Au même titre que l’Arabie saoudite, sauf que la dynastie wahhabite dispose
d’un coupe-feu absolu, La Mecque et Médine, à valeur dissuasive absolue qui
explique le fait que l’Irak, -et non le royaume saoudien-, a payé le prix de la
participation de quinze saoudiens au raid contre l’hyperpuissance américaine,
le 11 septembre 2011.
Selon les indiscrétions de la presse
arabe, l’éviction de l’Emir constituerait la sanction de ses trop graves dérives
tant en ce qui concerne son ferme soutien au djihadisme que sa boulimie
affairiste dans ses investissements occidentaux. Le souverain se serait en
effet vu notifier son ordre d’évacuation du pouvoir par un haut responsable de
la CIA, dépêché spécialement par Barack Obama pour lui signifier l’ordre
présidentiel américain après la découverte dans la cache d’Oussama Ben Laden de
documents attestant que le financier du chef d’Al Qaida serait un citoyen du
Qatar, cousin du ministre de la culture, Hamad Al Kawari (1).

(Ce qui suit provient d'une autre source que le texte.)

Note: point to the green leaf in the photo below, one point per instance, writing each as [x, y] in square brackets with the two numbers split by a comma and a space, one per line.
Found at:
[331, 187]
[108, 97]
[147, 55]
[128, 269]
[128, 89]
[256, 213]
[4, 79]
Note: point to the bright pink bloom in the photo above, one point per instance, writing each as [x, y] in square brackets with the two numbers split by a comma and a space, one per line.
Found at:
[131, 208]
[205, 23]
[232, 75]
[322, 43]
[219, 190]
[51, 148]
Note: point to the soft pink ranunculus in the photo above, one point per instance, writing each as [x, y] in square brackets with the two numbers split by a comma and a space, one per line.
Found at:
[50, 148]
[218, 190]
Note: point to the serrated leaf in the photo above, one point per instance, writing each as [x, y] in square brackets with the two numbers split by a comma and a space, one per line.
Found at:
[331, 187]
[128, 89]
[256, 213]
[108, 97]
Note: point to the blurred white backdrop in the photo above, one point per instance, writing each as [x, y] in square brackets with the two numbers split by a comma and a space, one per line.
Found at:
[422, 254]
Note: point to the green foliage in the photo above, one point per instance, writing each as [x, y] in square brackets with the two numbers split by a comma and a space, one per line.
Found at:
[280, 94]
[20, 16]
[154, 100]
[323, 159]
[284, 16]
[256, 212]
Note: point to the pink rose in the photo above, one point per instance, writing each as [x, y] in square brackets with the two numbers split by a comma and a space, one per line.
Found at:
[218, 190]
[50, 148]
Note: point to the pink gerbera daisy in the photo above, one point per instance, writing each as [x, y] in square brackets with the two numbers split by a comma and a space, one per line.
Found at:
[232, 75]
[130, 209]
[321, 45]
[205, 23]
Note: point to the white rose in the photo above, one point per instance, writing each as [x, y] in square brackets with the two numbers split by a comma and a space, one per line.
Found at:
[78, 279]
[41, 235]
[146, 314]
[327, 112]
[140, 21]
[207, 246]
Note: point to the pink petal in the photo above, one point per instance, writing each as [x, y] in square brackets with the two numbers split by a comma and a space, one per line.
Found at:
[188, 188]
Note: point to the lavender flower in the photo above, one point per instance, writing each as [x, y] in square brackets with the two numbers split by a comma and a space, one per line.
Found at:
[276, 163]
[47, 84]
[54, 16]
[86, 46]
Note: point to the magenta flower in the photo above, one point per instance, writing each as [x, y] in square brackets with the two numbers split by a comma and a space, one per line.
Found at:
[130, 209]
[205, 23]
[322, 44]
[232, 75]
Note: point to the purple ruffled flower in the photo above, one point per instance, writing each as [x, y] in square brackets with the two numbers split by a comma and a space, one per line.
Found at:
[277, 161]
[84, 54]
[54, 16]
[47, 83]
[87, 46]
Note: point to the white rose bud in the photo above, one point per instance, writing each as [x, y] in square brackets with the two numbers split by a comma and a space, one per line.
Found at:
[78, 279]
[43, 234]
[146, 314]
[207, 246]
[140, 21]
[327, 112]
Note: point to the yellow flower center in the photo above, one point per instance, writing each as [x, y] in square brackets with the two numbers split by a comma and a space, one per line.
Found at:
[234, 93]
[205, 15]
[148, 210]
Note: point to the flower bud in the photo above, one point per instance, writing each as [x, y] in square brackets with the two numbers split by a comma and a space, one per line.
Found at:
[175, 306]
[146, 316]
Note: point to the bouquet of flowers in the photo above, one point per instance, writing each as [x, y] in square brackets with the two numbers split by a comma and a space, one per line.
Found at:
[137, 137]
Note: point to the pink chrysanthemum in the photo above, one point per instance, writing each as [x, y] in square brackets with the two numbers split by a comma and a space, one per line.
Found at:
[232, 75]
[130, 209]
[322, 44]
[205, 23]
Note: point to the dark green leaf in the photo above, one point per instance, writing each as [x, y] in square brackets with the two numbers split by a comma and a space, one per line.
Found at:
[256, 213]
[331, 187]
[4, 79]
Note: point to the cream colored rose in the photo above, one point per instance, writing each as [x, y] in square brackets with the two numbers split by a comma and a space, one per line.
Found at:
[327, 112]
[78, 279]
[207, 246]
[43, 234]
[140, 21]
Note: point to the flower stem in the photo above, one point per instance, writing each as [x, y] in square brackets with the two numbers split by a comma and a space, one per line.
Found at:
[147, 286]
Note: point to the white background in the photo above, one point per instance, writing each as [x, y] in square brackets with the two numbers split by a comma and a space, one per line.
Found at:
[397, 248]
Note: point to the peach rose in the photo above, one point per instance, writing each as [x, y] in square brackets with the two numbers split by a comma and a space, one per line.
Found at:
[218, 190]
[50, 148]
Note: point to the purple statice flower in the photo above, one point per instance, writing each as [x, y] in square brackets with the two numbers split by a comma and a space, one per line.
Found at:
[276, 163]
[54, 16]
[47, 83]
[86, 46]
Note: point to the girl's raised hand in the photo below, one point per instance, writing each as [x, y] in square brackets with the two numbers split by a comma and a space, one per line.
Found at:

Sous la plume de son directeur Oussama Fawzi, ancien haut fonctionnaire du
ministère de l’information du Qatar, Arab Times en date du 24 juin, précise que
«la cellule qataritote proche de Ben Laden était composée de Salim Hassan
Khalifa Rached al Kawari, qui a déjà été livré aux Américains, ainsi que du
koweitien Hasan Ali Ajami, un djihadiste combattant en Syrie, du syrien Ezzdine
Abdel Aziz Khalil ainsi que d’Omid Mohamad Abdallah. Les transferts d’argent se
faisaient via des institutions financières qatariotes. Les soupçons sur le
Qatar pesaient depuis l’invasion de l’Irak au point que le président Georges
Bush jr n’a pas hésité à bombarder le siège d’Al Jazira à Bagdad et s’apprêtait
à en faire de même sur le siège central de la chaine transfrontière arabe à
Doha».
L’Oukaze américain, «non négociable», aurait prescrit un dégagement
simultané de l’Emir et de son premier ministre, Hamad Ben Jassem. Le processus
de transition devrait commencer l’été 2013 de manière à coïncider avec le début
de la période du jeûne du mois de Ramadan et s’achever fin Août, date de la
reprise des activités du calendrier diplomatique international. Selon la
version de la presse arabe, le délégué de la CIA aurait offert le choix suivant
à l‘Emir, soit le gel des avoirs financiers de l’Emirat dans le monde, soit sa
destitution. Autrement dit, la mort financière de l’Emirat ou la mort politique
de l’Emir, motivant cette sanction par le fait que le tandem avait «outrepassé
son rôle en Syrie et dans son soutien au djihadisme», de même que son soutien
tonitruant aux néo islamistes au pouvoir en Tunisie et en Egypte.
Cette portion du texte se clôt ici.